THE Famine Early Warning Systems Network (Fewsnet) says the majority of average households in the country may be starving owing to rising prices of food commodities.
In its latest food security outlook, Fewsnet said: “Following relative macro-economic stability over the last few months, prices are likely to continue increasing into early 2023, further reducing the market access of poor households to basic food and other commodities.
“Parallel market exchange rates increased by nearly 15% in December from November, trading between 850-950 ZWL per USD, likely due to increasing demand for the ZWL and increased foreign currency inflows.”

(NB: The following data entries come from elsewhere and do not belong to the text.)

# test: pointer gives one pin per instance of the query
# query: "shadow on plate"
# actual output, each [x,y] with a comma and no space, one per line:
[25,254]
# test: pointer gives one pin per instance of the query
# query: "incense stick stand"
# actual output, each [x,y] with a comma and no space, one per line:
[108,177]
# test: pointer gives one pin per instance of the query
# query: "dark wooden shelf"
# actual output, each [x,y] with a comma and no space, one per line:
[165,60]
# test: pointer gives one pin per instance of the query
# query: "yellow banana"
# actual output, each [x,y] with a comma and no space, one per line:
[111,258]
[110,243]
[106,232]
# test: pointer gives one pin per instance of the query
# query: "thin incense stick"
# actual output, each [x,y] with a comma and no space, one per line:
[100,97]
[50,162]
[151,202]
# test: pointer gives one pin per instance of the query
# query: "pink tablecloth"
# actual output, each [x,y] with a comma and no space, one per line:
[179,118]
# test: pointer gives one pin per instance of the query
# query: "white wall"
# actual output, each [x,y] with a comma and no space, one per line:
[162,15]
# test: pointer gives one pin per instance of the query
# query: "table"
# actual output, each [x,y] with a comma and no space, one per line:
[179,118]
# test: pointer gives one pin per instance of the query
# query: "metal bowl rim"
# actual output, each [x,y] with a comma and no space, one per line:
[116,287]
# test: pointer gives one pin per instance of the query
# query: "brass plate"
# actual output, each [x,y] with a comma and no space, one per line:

The food monitoring agency said prolonged power cuts are increasing the cost of production for many companies, forcing them to pass the burden to consumers already struggling to make ends meet.
“Poorer households are increasing their reliance on bartering for food, selling household assets and livestock, migrating for labour, relying on social networks for support, and petty trade to earn income for food purchases to cope with below-average wage rates and income,” it added.
A Food and Agricultural Organisation (FAO) report released last year in collaboration with the World Food Programme (WFP) predicted that Zimbabweans will face critical food shortages throughout January.
This saw the International Red Cross and Red Crescent Movement (ICRC) pledging to distribute grain to nearly 2,5 million people in Zimbabwe last month.